There are other things related to the maintenance of our highways—the potholes, large puddles, illegible road markings and general maintenance issues. If the principle is that “road safety” includes these matters, as I think the noble Baroness, Lady Bowles, assumed and I suggest has to be part and parcel of all this, we are talking about not just the fitness for purpose of automated vehicles and their systems but a wholesale upgrading of the quality of our road infrastructure at the moment, which I regard as pretty lamentable. It has been lacking in general maintenance, which has led to safety issues, before you get to the visibility obstructions that other noble Lords have referred to. We have to set a high bar to make sure that this is the trigger for compliance for the vehicles on the road, those who are using them and may be asked to step in at a moment’s notice and the basic highway infrastructure.
In the debate on the previous group, the Minister referred to the transition from a safe self-driving situation to a driver-in-charge mode.
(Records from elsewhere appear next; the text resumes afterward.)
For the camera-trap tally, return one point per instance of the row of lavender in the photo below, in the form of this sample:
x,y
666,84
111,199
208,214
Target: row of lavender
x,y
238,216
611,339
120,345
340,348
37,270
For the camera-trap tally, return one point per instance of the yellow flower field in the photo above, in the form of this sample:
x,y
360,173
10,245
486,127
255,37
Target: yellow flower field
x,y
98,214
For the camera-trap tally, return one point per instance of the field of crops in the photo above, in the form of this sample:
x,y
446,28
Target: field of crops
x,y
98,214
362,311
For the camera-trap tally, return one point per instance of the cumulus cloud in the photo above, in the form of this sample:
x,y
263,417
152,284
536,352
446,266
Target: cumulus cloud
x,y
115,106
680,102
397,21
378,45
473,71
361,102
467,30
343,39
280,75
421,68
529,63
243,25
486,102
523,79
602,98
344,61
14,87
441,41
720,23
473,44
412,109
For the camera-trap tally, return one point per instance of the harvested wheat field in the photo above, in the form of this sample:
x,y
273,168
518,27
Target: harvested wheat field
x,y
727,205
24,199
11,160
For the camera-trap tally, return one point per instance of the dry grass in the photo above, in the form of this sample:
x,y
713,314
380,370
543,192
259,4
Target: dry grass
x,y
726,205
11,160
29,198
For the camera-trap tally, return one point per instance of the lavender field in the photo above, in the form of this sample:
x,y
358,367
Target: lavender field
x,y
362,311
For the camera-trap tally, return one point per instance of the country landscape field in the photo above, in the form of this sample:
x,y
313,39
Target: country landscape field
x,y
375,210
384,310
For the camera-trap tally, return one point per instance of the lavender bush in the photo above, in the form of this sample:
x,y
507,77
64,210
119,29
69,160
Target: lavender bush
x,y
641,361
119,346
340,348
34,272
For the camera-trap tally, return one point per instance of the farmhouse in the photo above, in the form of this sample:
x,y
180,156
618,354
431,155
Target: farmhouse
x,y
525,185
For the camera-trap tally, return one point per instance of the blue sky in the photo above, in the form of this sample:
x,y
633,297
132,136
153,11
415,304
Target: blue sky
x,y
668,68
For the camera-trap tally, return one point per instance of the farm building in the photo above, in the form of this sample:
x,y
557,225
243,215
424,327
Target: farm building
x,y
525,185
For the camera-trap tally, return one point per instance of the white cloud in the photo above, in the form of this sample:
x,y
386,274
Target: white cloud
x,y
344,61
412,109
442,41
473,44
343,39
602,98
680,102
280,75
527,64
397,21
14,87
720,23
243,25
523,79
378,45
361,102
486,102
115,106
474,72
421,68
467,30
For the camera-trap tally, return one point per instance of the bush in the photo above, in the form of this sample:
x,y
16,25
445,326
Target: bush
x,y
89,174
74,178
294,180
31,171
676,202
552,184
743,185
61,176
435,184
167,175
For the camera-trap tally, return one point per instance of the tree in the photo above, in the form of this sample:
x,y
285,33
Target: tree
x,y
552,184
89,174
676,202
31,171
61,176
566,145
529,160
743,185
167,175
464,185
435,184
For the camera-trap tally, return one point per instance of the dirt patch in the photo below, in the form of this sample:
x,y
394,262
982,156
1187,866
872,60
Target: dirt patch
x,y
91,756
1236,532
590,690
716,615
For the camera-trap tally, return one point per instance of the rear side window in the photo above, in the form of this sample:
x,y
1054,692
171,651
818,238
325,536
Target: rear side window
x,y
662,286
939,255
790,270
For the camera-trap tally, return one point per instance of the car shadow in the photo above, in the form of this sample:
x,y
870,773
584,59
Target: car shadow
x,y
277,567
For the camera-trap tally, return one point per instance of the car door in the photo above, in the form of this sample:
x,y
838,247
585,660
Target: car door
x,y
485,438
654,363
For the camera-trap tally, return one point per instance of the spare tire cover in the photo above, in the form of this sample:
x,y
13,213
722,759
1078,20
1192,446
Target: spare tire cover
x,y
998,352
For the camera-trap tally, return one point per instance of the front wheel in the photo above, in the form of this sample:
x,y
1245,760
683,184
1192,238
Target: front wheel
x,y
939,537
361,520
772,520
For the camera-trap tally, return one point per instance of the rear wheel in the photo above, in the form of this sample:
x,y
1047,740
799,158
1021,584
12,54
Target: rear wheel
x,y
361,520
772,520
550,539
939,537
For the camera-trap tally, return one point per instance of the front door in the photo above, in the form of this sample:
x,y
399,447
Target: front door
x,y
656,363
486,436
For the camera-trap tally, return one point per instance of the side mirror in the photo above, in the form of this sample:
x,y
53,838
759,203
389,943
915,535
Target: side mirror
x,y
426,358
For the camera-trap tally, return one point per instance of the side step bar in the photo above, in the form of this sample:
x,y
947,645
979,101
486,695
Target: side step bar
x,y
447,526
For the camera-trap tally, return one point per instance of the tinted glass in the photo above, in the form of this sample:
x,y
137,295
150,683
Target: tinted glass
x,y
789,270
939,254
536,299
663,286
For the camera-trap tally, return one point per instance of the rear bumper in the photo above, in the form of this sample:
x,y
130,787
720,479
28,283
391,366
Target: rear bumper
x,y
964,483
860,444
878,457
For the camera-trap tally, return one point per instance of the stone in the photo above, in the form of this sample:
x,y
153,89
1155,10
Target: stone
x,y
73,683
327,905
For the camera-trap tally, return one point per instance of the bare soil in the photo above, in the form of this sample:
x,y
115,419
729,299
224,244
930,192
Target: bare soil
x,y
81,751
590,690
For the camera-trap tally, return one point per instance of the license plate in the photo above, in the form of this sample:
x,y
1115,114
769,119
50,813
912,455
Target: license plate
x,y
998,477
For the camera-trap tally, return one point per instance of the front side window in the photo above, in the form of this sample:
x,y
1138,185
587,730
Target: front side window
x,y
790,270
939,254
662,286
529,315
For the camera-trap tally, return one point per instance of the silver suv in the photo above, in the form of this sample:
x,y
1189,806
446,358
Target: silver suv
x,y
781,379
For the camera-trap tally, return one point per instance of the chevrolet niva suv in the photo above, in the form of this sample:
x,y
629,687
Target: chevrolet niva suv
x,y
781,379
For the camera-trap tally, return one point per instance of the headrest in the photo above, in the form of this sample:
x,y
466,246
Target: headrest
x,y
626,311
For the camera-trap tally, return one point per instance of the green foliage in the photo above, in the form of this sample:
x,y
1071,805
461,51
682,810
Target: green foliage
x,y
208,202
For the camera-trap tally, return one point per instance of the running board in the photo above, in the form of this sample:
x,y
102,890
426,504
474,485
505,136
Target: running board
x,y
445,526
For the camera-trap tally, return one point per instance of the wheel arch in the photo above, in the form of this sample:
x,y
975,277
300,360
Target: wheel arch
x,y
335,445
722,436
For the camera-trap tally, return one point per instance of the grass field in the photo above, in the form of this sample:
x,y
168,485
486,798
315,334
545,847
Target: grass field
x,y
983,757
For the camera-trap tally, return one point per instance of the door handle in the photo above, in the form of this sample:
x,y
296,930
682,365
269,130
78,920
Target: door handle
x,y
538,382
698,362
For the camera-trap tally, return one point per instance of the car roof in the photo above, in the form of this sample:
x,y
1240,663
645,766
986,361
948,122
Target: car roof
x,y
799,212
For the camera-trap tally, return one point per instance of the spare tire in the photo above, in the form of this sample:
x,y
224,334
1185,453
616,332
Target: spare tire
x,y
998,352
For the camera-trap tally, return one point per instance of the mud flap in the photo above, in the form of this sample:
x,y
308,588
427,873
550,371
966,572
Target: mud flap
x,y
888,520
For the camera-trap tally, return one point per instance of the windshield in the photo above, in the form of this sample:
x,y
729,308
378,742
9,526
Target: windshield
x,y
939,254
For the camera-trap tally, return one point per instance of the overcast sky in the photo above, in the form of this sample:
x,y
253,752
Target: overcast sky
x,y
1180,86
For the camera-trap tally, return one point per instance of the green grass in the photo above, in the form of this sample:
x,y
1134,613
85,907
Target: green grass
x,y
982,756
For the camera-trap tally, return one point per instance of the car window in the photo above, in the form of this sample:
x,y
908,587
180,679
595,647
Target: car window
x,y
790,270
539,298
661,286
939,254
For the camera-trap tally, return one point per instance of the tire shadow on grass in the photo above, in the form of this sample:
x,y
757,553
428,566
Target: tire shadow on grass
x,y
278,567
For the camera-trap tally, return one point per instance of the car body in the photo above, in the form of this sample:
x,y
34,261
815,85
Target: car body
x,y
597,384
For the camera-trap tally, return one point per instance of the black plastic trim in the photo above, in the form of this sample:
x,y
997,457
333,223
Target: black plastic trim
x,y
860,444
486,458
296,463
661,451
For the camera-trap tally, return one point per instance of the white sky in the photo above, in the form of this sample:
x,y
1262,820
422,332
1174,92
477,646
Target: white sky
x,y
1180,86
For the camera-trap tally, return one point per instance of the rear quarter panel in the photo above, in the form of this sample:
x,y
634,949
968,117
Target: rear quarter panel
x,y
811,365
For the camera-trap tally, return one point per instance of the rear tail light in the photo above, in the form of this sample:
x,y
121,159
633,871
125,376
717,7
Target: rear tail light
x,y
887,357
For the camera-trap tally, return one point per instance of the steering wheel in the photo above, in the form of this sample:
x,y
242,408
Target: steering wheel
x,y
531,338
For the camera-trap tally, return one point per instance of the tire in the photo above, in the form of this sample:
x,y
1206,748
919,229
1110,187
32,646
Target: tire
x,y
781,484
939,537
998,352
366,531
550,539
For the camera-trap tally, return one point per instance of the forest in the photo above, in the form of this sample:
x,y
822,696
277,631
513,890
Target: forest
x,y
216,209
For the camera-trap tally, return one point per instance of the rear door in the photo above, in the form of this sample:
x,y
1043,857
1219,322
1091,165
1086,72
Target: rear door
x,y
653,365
I hope this is not going to be like the supermarket trolley that suddenly locks its wheels at the perimeter of the car park because you have parked in the next road. We have enough trouble with delivery vehicles and maintenance contractors putting vehicles in strange places where you cannot see beyond them and they obstruct the forward vision. We cannot have vehicles that suddenly die because they have somehow gone out of range. The range may be to do not so much with their geographic situation but with the weather conditions, because it cannot see forward. Perhaps the conditions are such, as happens with my car, that a little light comes on and tells you the forward sensor has been disabled. It is usually to do with drizzle or things like that.
I am sure that, over time, the designers of sensory equipment will solve a lot of these problems. I have every confidence that that will happen but we have to start here, in setting our standards and principles, and that is where we come back to the basic principles of safety. That is why I support the general thrust of these amendments, and in particular Amendment 7 from the noble Baroness, Lady Bowles.